Выше мы видели, что каждый современный промышленный орга­низм (банк, железная дорога, хлопчатобумажная фабрика) представляет собою комплекс разных машин и производств и, чтобы функциони­ровать, нуждается в множестве рабочих разных специальностей. Эти пролетарии, хотя и без их ведома, организованы в производственные союзы. Дальнейшее развитие приведет к тому, что в эти союзы производителей будут вступать все больше и больше членов, сведущих во все большем и большем числе профессий, по мере того, как будут расти и — путем впитывания в себя новых отраслей — усложняться рабочие организмы. Производитель будет иметь возможность менять свои профессии, т.е. машины, у которых он занят.
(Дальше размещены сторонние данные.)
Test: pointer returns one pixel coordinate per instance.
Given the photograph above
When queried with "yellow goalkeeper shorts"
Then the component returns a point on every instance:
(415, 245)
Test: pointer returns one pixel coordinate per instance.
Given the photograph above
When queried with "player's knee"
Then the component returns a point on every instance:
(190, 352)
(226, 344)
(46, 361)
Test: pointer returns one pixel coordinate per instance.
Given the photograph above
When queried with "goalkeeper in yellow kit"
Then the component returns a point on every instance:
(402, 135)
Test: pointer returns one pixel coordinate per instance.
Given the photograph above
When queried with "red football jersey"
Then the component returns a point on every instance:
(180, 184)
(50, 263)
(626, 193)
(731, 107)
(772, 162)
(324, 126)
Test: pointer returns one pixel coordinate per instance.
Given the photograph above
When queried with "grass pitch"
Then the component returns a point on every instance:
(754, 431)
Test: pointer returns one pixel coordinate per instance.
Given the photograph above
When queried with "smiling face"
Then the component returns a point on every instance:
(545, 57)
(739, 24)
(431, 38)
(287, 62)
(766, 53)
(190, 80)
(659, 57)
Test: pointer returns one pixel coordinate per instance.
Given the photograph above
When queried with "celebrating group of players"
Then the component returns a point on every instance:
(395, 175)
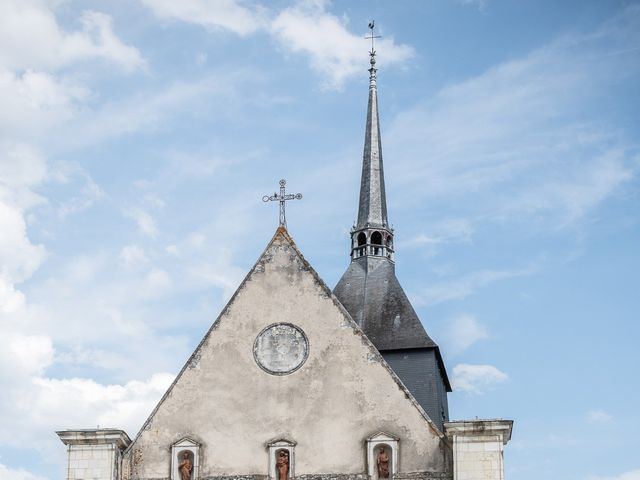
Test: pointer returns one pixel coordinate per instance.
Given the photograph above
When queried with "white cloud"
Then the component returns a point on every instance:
(145, 222)
(7, 473)
(340, 53)
(34, 100)
(31, 38)
(454, 230)
(156, 283)
(212, 14)
(463, 286)
(339, 56)
(462, 332)
(133, 255)
(508, 144)
(476, 378)
(19, 258)
(631, 475)
(599, 416)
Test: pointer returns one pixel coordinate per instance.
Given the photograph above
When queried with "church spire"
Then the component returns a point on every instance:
(372, 209)
(371, 235)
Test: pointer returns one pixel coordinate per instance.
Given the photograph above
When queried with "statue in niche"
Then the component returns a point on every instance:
(282, 465)
(185, 467)
(382, 461)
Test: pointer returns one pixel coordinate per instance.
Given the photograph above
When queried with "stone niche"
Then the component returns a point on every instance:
(382, 446)
(274, 448)
(190, 448)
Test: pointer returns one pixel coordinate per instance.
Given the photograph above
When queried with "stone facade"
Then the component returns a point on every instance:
(94, 454)
(478, 448)
(339, 393)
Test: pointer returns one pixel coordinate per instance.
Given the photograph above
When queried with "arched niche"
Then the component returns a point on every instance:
(382, 447)
(281, 449)
(183, 450)
(362, 239)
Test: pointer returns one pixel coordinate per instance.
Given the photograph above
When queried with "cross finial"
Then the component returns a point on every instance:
(282, 197)
(372, 53)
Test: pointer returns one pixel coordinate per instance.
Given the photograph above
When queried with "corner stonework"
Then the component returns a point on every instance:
(94, 454)
(478, 448)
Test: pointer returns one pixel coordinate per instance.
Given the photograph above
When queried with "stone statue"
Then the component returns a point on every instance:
(185, 467)
(282, 465)
(383, 463)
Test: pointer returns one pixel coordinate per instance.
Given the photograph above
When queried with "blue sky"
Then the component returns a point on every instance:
(138, 138)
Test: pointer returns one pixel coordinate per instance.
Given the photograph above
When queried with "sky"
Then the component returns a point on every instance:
(138, 137)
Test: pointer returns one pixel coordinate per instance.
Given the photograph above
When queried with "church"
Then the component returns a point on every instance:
(297, 381)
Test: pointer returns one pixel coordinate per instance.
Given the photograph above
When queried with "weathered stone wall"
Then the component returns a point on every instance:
(343, 393)
(478, 448)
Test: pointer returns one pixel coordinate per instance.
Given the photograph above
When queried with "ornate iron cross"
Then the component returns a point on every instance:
(282, 197)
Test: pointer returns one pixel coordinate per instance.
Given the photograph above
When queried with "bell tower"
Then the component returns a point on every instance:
(370, 291)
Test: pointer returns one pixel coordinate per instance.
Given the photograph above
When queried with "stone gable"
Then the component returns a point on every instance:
(285, 361)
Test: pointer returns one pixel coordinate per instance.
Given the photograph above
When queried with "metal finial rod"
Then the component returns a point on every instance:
(372, 25)
(282, 197)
В настоящее время производители ассоциируются без их ведома и помимо их воли. Когда орудия производства сделаются собствен­ностью государства и производственные организмы будут социализи­рованы, станет возможной сознательная и свободная организация производственных союзов. Они образуют те промышленные армии, о которых помышлял пророческий гений Фурье. Такой союз, после того, как он в течение времени от трех до шести месяцев обслуживал железную дорогу, сможет принять в свои ряды нескольких агрономов и перейти к обработке земли; после этого он перейдет к текстильному производству, затем к горному делу и т.д. Как теперь без вреда для производства пролетариат меняет фабрику, так в будущем организованные производственные армии будут перебрасываться из одной отрасли промышленности в другую в соответствии с общественными интересами. Рабочий перестанет быть рабом своей профессии, человек не будет больше прикован к той местности, в которой он случайно увидел свет. Какой-нибудь производственный союз будет то обрабатывать свекловичные поля в Германии, то обслуживать железную дорогу во Франции, то, по ту сторону океана, на берегу Гудзонова залива в течение весны и лета сеять и собирать пшеницу. И тогда человек обретет настоящую свободу и станет истинным хозяином земного шара.

Итак, резюмируем. Машина, низведшая рабочего до такого низ­кого уровня, что он превратился в какую-то часть ее, созданную из плоти и крови, сделает возможным восстановление самодовлеющей цельности человека, дав производителю, — члену общества, владею­щему орудиями производства, — средства к тому, чтобы удовлетворять все разнообразные потребности цивилизованного человека, и вместе с тем предоставив ему досуг для безграничного развития его духовных способностей.

Гегель, — последний из великих философов, как его называет Энгельс, — полагал, что образованными людьми надо прежде всего считать тех, которые умеют делать все то, что делают другие. Он только в другой форме повторил древнюю пословицу: «Sapiens omnia scit recte agere et lentes diligenter condire» (Мудрец умеет все делать отлично, — даже как следует сварить чечевицу). В будущем обществе производитель осуществит античный идеал: он будет знать толк также и в кулинарном искусстве, этой очаровательной отрасли прикладной химии.